The National Bank of Hungary, run by a close ally of Prime Minster Viktor Orban, last week took control of the Budapest Stock Exchange, another move by Orban to increase state control over the country’s economy and financial markets.
Orban’s interventions since he took office in 2010 have included windfall taxes on banks, energy and telecoms companies, making life tough for investors.
This track-record makes some investors uneasy that Orban and central bank governor Gyorgy Matolcsy have taken control of the exchange. But there is also optimism that it will mean a greater alignment of the interests of the state and investors.
“As its owner the state will like the bourse more, therefore support it better,” Ferenc Virag, Chief Executive of Random Capital, which serves small investors, said.

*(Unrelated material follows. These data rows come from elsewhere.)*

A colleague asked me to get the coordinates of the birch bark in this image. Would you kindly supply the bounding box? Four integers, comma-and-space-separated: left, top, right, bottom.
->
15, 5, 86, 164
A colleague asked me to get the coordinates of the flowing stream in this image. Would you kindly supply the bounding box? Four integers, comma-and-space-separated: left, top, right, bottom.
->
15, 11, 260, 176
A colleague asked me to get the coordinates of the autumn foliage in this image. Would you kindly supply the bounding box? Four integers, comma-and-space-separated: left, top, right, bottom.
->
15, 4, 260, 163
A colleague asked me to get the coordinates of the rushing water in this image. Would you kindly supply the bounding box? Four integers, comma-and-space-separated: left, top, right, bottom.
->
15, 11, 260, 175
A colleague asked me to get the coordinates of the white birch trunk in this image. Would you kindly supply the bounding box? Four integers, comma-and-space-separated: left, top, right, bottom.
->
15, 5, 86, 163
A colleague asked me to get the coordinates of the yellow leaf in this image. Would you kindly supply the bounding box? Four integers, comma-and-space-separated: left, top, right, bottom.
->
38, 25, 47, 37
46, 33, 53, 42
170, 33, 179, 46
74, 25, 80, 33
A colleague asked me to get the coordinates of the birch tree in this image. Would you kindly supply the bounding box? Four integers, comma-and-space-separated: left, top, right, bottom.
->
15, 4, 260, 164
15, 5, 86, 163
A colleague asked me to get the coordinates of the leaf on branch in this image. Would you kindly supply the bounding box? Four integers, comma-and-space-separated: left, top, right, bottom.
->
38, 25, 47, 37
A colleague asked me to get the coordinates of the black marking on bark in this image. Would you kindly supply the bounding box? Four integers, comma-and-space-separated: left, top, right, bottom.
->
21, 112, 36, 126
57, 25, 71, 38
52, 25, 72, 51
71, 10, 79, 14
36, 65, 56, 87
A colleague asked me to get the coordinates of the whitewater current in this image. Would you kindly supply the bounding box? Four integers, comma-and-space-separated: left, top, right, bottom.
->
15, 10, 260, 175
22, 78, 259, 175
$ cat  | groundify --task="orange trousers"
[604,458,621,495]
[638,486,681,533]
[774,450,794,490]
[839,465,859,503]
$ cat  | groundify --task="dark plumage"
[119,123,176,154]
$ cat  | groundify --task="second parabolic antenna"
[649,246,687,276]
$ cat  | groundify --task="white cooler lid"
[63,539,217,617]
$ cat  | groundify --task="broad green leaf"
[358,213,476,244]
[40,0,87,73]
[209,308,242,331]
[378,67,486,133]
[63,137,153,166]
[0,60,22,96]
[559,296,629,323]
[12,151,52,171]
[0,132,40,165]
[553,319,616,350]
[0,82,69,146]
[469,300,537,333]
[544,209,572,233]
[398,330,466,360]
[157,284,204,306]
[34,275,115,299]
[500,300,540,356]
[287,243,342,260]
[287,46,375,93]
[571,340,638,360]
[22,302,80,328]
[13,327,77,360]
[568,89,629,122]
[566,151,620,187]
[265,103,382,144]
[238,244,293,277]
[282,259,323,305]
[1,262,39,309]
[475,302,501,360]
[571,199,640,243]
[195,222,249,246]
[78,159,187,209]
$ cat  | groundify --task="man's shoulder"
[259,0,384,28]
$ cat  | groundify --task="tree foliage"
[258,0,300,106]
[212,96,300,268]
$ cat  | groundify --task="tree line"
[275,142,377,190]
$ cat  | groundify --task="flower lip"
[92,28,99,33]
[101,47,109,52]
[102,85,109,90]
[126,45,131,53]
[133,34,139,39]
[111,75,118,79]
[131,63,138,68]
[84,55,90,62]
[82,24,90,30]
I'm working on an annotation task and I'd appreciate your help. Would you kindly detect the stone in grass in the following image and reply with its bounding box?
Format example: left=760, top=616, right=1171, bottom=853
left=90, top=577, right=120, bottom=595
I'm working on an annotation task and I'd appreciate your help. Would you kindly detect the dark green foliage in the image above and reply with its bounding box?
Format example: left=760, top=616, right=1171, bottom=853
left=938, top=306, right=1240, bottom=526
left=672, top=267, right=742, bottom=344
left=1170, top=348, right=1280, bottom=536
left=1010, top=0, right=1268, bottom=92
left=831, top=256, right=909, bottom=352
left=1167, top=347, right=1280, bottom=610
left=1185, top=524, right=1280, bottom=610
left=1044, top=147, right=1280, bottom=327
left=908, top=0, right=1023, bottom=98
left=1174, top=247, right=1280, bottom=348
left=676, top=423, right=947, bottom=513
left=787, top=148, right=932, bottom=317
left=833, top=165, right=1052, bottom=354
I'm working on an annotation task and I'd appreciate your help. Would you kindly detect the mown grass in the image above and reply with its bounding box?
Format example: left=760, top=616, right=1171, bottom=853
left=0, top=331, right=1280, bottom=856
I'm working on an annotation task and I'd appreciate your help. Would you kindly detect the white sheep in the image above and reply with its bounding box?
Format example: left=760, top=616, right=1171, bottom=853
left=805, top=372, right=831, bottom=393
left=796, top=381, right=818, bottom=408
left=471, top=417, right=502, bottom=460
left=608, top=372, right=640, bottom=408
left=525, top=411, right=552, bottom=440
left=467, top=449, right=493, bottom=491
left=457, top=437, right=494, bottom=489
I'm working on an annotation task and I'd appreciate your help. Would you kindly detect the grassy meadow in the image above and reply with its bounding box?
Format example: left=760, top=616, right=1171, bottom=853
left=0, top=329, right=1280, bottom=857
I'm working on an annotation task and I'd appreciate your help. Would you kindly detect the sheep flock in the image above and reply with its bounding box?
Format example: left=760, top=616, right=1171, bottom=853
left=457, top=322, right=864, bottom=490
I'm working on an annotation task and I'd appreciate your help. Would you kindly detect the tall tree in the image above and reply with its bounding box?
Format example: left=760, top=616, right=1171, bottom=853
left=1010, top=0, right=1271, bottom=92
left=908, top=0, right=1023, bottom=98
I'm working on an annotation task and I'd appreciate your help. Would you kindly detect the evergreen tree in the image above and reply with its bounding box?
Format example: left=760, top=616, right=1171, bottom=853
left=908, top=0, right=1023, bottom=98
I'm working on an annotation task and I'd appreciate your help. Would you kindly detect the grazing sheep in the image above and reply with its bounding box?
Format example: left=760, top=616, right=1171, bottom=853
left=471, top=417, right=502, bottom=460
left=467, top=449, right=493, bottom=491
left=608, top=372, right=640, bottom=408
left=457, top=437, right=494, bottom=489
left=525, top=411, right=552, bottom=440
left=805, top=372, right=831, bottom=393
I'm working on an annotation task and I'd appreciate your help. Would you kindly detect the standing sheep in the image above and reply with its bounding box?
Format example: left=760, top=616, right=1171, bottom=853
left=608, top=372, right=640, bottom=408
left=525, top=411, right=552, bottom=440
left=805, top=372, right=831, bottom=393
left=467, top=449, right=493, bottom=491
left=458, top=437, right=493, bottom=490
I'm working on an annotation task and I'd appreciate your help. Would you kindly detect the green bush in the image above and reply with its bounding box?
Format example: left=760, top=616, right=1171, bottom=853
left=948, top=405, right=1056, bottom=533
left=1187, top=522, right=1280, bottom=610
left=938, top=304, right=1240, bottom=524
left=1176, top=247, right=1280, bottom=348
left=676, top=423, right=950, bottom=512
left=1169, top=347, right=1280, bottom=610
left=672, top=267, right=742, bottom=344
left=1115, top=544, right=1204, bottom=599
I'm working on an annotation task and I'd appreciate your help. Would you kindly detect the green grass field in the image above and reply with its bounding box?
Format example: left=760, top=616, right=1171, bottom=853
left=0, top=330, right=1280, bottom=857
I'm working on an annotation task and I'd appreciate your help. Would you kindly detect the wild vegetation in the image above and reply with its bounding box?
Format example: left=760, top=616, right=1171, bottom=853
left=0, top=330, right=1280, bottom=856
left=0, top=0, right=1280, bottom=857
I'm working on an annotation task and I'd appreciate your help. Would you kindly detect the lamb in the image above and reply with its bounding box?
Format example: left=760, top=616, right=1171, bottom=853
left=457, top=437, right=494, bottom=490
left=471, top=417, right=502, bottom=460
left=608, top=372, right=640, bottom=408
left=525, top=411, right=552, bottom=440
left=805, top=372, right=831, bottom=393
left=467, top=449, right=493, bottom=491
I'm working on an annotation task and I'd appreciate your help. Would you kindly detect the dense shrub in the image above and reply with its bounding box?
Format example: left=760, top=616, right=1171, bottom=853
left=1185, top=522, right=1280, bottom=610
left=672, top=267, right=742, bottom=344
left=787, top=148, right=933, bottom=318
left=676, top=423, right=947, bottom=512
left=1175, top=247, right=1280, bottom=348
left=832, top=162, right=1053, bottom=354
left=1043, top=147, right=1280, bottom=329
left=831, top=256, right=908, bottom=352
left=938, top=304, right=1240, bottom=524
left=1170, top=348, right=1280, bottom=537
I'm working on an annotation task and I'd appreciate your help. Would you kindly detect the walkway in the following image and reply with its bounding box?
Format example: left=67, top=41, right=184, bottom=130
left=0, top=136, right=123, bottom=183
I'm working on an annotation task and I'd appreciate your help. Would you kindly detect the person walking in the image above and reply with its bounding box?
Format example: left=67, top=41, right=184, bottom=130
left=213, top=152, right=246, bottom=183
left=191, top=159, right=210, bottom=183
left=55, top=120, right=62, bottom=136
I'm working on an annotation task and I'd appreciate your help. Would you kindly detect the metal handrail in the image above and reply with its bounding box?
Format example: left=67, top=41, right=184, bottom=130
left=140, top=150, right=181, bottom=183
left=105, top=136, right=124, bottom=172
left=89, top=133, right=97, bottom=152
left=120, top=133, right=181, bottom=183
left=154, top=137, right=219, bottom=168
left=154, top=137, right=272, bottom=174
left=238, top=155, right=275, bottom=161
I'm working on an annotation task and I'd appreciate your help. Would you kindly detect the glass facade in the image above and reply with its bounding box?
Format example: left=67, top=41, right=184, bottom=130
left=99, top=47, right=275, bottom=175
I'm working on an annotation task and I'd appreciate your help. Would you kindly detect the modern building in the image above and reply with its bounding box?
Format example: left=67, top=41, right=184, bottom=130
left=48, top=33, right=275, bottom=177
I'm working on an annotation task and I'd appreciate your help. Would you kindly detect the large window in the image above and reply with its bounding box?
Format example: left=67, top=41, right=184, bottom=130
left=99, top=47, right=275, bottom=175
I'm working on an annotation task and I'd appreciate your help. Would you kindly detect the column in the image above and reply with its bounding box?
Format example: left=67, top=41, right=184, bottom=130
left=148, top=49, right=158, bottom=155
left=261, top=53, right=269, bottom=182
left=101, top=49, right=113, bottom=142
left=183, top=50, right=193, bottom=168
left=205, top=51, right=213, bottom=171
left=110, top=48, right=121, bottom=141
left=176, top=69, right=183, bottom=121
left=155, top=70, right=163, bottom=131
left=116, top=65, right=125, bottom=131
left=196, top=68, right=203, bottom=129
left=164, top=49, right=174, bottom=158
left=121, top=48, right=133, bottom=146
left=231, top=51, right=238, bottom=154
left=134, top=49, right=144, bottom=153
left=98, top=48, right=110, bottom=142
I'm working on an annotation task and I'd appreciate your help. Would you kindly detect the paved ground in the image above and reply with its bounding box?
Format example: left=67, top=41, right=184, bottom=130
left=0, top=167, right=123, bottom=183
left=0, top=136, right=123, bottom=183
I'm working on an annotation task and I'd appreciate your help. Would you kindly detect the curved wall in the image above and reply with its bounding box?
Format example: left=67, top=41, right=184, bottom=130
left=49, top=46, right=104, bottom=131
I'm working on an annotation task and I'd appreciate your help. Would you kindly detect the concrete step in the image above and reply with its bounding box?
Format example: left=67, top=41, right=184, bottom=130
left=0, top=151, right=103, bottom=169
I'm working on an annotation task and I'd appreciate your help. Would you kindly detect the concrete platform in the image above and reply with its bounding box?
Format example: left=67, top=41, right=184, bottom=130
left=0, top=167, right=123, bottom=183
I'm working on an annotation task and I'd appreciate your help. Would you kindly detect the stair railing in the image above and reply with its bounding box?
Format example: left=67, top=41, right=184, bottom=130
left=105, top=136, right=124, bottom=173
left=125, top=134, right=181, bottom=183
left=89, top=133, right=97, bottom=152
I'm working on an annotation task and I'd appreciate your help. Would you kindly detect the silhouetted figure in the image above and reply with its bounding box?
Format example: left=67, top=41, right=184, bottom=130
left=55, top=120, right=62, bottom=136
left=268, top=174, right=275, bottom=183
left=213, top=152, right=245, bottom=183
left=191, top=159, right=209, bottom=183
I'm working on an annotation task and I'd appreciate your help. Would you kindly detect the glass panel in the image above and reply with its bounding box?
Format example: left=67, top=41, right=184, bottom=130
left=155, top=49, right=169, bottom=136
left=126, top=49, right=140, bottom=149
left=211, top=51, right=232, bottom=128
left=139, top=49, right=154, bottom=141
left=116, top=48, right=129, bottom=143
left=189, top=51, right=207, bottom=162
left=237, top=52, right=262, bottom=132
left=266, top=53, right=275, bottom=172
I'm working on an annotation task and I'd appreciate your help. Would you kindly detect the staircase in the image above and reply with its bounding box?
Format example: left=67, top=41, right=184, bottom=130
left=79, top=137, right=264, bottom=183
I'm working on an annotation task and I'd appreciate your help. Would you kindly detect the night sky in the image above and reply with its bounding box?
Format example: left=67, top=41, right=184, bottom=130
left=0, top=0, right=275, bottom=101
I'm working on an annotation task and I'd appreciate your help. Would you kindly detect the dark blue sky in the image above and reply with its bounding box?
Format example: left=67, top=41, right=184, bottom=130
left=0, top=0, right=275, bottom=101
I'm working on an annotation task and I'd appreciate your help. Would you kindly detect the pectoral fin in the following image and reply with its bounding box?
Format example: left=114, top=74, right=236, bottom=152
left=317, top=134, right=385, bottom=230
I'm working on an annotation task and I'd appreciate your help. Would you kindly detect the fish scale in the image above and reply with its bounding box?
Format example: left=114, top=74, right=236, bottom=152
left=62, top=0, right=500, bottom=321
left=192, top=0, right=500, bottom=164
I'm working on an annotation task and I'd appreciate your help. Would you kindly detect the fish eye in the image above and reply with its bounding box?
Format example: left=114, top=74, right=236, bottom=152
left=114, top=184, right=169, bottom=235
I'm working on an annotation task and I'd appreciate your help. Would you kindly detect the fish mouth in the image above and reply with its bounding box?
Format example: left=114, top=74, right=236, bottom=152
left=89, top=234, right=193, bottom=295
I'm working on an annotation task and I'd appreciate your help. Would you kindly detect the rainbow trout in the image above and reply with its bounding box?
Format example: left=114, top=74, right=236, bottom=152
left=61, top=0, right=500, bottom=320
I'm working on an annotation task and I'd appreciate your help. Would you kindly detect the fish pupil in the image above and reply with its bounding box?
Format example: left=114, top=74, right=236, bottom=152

Central bank deputy governor Marton Nagy, who will be chairman of the exchange, has outlined some elements of the plans including a new platform for small businesses and listing several state-owned companies on the exchange such as public utilities or state-owned banks.
“Beyond capital we need a regulatory package that creates the incentive system both for issuers and investors,” Nagy said. The Budapest exchange only has a handful of actively traded stocks, with OTP Bank accounting for more than half the volume, and only three other stocks considered liquid.
In the past 15 years, 35 stocks made their debut on the exchange. In contrast, Warsaw has had 127 initial public offerings in the past five years.
“There have been nearly no successful IPOs,” Random’s Virag said. “No stocks entered the Hungarian market that would have allowed small investors to really make money.”
Its problems stem partly from the government’s decision in 2010 to introduce one of Europe’s highest bank levies, which soured the business climate.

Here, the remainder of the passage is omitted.